Most people don’t necessarily find corporate databases as sexy as, say, giant-screen high-definition televisions or new gaming rigs that glow in the dark and pump cooling fluids through their innards—but those corporate systems are the backbones of what a lot of Internet companies, enterprises, and content providers use to push apps and content to those sexier devices. And today there’s a major shakeup in the corporate database world: Germany’s SAP is buying Sybase in a deal valued at some $5.8 billion. The acquisition—all cash—will be the second largest in SAP’s 40-year history—the biggest owuld be its acquisition of Business Objects back in 2008—and is being seen as a direct challenge to database giant Oracle, which ahs made a habit of expanding its business by acquiring other companies.

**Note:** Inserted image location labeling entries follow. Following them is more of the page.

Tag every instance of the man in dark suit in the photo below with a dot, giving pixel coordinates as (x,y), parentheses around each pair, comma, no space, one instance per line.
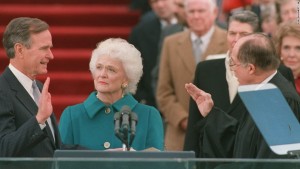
(233,134)
(145,37)
(215,77)
(27,123)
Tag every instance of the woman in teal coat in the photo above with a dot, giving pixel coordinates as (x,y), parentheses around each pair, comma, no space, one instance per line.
(116,67)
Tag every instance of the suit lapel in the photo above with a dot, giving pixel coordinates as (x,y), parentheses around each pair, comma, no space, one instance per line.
(26,100)
(20,92)
(185,52)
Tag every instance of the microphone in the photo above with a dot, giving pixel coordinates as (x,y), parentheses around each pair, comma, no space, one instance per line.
(117,117)
(125,121)
(125,112)
(133,121)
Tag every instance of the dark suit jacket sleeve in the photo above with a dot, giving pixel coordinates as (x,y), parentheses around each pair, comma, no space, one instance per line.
(16,141)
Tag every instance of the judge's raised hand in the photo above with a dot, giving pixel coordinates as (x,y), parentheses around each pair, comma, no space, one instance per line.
(45,104)
(202,99)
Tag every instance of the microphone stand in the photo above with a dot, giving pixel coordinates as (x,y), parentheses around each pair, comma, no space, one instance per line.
(127,120)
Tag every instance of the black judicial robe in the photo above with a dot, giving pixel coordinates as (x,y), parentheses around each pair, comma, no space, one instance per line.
(233,134)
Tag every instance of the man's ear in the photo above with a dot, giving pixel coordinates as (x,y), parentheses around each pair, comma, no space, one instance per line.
(19,49)
(251,68)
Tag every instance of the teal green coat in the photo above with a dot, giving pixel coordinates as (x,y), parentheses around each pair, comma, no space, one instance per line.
(89,125)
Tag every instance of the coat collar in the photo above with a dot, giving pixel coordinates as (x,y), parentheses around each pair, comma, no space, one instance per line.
(21,94)
(93,105)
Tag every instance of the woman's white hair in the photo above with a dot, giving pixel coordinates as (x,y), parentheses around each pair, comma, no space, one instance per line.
(130,57)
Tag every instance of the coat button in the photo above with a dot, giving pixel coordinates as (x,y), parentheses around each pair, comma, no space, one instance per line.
(106,145)
(107,110)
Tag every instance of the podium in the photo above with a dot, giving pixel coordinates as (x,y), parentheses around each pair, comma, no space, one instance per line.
(81,159)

SAP has historically pursued a strategy of organically growing its business, rather than acquiring customers and new operations through acquisitions. However, Oracle was one of the first major software firms to expand its business through acquisitions, and over the years has spend more than $40 billion to acquire several dozen companies. SAP’s decision to make a major play for Sybase is a major change in strategy…and comes less than three months after new co-CEOs Bill McDermott and Jim Hagemann Sanbe took over the company. SAP’s interest in Sybase stems from mobile business applications that enable mobile devices and smartphone to tie back into corporate systems. California’s Sybase has developed a strong mobile business in the Asia-Pacific region.
“With this transaction, SAP will dramatically expand its addressable market by making available its market-leading solutions to hundreds of millions of mobile users, combining the world’s best business software with the world’s most powerful mobile infrastructure platform,” said SAP co-CEO Bill McDermott, in a statement. “This is a game-changing transaction for SAP and Sybase customers.”
SAP has not announced what it plans to do with Sybase’s database business: it hasn’t really been gaining ground against its competitors and doesn’t necessarily fit into SAP’s model of selling middleware for managing business operations and functions like HR, accounting, inventory management, and manufacturing. SAP apparently plans to augment Sybase’s database systems with SAP’s own in-memory technologies to offer analytical and transactional capabilities…but at the same time, SAP plans to continue supporting leading database vendors.
So the next time you log into an online service, update account details somewhere, check a transaction log at an online retailer or a gaming account, or use a mobile app that taps into a huge vault of information out there in the “cloud” somewhere…think about where those services come from, and the size of the operations behind them.